Build in 'down time'
Whilst planning all of the exciting things that we want our children to experience with us over the festive period, it is also really important that we plan in some 'nothing time'.
Alistair explains that these are periods of time when everything is not focussed on Christmas. “Times when as a family you can 'catch your breath',” he says.
“Even if it is just 10 minutes to turn off screens and read or tell a story. These are also good opportunities for adults to talk about how they are feeling and how they are managing those feelings.
“This is a great model for children around how positive it is to talk whilst also giving them strategies to understand and manage their own feelings and behaviour.”
Focus on the giving not just the receiving
“For most children the anticipation around Christmas is about what they will get,” explains Alistair. “We encourage them to write lists of things that they want. TV and social media will bombard them with images of things that they think they need to have.”
But this can generate a high level of expectation in children which can result in feelings of disappointment when they don't get what they want.
“Whilst adults find it easy to say 'It is just what I have always wanted' children don't and this can result in them expressing their feelings in a way that adults find inappropriate,” Alistair says.
“It is really important for us to focus on the giving aspect of Christmas with children and also talk to them about the thought and meaning that goes into the giving of a gift even if the gift is not what they wanted!”
Take the WRAP UP challenge!
According to Amanda this festive parenting hack is based on the principles of spending time, energy and motion - the Three Wise Gifts.

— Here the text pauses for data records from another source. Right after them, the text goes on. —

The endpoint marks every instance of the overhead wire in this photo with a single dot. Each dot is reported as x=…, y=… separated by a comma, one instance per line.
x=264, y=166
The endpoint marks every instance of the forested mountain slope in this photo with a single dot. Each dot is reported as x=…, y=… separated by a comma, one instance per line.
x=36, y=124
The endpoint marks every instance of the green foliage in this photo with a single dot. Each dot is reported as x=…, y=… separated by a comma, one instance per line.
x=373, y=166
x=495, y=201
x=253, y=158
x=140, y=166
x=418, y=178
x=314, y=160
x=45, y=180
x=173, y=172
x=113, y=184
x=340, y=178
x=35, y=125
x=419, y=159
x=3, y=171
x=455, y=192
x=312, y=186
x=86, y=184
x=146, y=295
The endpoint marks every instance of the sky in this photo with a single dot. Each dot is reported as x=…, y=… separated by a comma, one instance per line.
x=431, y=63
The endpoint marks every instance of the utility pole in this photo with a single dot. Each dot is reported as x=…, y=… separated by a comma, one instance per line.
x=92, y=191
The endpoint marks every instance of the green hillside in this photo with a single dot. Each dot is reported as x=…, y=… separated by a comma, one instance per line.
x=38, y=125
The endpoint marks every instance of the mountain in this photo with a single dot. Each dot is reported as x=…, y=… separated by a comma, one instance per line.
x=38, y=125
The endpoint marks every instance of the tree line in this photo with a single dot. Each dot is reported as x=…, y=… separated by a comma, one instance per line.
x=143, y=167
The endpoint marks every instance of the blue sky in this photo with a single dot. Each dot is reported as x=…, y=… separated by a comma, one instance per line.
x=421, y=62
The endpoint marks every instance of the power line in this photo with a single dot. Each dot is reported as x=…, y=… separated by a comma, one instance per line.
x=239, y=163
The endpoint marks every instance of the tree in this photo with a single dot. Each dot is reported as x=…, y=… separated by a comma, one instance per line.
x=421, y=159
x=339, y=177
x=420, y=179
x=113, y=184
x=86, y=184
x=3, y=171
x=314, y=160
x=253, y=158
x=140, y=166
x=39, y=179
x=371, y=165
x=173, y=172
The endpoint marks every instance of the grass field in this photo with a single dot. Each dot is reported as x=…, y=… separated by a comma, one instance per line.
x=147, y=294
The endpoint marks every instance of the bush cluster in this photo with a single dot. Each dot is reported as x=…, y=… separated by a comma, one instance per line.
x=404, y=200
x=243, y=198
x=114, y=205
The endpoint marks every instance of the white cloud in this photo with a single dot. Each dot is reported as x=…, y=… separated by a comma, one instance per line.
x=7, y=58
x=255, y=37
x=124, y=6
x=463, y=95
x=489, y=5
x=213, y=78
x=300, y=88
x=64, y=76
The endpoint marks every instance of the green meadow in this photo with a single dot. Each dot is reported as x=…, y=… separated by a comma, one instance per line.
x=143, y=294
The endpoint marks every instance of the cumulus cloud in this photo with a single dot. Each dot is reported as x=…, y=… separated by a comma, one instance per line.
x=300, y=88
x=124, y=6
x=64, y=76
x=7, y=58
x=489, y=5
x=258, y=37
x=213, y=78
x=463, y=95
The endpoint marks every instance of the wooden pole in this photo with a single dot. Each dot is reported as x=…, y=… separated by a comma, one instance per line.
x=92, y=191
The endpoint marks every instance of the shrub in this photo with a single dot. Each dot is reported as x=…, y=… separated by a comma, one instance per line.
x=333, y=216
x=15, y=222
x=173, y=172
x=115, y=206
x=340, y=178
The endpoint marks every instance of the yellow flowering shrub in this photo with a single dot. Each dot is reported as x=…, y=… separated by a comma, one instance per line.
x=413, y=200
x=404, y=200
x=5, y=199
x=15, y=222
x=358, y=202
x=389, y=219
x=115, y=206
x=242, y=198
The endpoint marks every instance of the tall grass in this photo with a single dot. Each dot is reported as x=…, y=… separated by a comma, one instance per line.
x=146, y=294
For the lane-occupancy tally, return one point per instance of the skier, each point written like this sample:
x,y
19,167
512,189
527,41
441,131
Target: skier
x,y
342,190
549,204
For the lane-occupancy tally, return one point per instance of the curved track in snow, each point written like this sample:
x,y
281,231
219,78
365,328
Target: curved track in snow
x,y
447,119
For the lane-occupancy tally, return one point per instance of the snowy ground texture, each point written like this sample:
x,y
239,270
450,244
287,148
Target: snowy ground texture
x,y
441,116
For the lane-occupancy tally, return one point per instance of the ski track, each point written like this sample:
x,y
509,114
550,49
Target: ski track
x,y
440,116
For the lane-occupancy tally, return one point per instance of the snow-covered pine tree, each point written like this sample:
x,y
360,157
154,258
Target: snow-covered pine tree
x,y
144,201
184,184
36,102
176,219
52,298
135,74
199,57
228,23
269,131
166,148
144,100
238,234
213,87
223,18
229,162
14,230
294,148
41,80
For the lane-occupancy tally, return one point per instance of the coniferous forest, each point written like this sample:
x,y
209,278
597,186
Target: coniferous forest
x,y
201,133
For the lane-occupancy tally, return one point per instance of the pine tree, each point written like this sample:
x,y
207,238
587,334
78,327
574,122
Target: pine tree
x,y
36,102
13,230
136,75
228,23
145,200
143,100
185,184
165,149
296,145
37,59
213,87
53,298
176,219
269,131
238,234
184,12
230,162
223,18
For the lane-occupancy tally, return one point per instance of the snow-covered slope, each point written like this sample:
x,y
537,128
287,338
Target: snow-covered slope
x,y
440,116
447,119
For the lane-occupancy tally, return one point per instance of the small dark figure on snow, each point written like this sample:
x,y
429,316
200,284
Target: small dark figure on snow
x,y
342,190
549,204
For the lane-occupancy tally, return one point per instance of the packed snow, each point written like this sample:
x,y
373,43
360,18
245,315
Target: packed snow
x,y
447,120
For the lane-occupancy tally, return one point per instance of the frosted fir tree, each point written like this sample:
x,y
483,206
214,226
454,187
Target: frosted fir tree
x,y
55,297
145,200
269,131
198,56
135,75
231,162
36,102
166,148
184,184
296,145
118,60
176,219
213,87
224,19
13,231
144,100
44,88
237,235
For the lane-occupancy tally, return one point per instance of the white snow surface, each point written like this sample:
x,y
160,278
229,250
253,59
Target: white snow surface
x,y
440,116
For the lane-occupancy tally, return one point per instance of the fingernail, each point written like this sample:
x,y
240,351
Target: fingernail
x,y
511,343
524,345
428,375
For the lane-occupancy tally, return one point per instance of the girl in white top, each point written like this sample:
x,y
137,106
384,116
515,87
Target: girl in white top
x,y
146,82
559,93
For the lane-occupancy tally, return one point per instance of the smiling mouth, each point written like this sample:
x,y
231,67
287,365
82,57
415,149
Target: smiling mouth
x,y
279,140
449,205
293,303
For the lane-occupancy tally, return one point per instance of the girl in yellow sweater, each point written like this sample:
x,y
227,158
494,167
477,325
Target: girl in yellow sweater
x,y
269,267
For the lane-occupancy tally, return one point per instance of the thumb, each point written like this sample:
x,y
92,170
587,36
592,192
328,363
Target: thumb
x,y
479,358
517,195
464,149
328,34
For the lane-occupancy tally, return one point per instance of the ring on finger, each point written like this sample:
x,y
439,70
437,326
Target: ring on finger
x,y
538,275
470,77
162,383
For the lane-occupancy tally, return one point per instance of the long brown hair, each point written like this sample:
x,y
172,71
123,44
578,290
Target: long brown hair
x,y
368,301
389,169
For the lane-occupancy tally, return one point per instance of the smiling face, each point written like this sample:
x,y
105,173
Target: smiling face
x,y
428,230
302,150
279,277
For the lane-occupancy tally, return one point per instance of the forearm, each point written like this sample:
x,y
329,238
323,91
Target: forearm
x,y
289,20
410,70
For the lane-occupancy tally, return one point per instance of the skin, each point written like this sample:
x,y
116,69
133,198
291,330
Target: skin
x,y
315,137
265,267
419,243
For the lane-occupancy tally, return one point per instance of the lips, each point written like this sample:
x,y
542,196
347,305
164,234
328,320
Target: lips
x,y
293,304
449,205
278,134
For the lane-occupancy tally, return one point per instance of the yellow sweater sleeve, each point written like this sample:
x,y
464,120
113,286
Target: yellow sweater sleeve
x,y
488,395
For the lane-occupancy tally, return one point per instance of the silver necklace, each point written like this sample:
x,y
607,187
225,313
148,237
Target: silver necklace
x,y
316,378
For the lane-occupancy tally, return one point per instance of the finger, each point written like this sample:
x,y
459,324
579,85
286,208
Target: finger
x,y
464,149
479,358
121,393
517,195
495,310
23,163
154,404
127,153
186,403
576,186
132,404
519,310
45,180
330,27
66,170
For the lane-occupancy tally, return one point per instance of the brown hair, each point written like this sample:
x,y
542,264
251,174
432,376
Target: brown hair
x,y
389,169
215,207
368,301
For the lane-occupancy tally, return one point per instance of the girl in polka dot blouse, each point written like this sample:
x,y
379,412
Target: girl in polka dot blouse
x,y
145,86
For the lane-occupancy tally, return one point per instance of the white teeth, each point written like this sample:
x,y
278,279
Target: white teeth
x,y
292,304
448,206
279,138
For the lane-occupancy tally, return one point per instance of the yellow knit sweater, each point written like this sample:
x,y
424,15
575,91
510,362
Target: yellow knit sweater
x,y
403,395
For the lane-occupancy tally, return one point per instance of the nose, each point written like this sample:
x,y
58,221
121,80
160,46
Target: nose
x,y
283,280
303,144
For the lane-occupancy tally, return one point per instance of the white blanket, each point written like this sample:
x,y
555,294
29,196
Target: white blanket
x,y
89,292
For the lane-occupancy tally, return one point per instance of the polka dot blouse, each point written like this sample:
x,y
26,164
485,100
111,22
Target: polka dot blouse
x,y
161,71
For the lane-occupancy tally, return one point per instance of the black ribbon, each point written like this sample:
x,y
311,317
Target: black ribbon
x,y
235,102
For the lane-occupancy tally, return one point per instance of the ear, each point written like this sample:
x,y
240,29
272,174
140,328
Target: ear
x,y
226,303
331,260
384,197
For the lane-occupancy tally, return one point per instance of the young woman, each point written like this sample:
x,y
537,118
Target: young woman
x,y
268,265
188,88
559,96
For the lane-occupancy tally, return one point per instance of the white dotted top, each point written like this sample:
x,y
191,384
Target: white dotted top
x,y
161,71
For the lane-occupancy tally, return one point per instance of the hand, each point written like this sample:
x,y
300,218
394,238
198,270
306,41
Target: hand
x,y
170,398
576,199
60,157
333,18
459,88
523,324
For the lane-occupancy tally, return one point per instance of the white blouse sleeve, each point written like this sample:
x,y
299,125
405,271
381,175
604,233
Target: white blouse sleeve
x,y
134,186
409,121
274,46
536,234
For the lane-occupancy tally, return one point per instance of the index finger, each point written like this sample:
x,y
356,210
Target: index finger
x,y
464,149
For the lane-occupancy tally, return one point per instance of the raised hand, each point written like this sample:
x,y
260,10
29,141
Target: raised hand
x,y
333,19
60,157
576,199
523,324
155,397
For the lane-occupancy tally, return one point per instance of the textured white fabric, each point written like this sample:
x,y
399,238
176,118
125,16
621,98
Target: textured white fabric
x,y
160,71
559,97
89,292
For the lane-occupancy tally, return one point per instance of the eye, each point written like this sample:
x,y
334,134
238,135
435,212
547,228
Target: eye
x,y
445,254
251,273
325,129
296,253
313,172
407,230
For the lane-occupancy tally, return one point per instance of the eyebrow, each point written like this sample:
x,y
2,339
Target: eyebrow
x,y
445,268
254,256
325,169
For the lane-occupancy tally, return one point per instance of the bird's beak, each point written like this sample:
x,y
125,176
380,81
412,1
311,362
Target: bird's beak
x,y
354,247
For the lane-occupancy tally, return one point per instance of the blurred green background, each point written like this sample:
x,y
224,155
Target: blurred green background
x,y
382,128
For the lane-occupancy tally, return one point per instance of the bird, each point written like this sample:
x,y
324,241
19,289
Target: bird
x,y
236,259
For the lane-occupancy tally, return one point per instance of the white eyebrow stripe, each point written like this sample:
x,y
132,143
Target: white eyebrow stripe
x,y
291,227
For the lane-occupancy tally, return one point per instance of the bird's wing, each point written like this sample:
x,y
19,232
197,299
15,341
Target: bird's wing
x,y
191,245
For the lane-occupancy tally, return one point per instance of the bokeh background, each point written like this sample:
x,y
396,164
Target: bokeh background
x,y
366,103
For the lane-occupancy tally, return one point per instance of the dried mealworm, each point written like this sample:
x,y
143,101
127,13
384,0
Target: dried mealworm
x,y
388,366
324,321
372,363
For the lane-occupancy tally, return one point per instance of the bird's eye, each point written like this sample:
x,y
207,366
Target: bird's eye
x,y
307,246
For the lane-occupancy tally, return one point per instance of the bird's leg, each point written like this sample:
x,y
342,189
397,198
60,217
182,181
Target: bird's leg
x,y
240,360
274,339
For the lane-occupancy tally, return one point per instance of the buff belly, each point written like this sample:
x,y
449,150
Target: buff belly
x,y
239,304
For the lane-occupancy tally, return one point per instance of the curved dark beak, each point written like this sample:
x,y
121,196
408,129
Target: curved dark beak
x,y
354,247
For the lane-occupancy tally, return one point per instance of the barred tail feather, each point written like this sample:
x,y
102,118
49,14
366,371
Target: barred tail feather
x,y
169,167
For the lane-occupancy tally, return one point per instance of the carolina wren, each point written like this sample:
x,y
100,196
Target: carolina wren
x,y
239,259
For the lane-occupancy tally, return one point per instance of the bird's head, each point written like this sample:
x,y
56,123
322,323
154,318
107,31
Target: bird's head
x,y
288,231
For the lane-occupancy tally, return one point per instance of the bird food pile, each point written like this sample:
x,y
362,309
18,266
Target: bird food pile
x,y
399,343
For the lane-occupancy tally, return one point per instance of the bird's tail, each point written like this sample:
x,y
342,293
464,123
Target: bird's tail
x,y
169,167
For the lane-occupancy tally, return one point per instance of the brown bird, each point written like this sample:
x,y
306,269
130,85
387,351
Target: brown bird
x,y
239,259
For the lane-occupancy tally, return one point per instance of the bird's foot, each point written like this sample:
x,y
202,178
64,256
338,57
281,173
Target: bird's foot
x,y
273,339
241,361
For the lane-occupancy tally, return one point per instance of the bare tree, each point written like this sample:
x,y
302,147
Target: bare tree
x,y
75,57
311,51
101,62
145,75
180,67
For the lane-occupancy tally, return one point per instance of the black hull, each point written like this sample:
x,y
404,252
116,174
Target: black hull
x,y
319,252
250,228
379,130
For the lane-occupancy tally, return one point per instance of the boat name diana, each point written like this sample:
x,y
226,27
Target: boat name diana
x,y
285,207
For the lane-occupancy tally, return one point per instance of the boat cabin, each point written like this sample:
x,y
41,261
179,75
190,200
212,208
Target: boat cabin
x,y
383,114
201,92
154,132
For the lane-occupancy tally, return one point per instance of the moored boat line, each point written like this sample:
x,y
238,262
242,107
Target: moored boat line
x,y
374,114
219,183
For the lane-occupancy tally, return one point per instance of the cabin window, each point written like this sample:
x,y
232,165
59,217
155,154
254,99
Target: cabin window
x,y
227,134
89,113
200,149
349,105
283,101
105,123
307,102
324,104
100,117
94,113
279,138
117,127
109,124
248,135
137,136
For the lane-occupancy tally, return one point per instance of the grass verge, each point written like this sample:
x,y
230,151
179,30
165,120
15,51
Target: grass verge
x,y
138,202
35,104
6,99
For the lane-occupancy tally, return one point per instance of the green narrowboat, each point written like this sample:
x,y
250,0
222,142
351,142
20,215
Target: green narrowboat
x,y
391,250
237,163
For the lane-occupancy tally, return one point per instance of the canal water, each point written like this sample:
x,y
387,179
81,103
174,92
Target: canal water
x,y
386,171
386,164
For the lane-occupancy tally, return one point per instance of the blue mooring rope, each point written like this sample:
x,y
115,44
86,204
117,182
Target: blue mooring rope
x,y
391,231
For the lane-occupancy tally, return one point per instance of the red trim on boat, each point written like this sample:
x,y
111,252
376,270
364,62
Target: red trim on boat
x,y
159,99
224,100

W = Wear the reindeer jumpers. Be the family who wears them with pride!
R = Rock the dance floor with your kids - create playlists and have fun.
A = Advent for others - put a handmade craft into a box everyday for other kids.
P = Play charades for kids, they will love acting out their stories.
U = Use up leftovers and get cooking, baking gingerbread muffins with your kids.
P = Perform a family Christmas Carol, make stage sets, costumes, glug kid-friendly egg nog!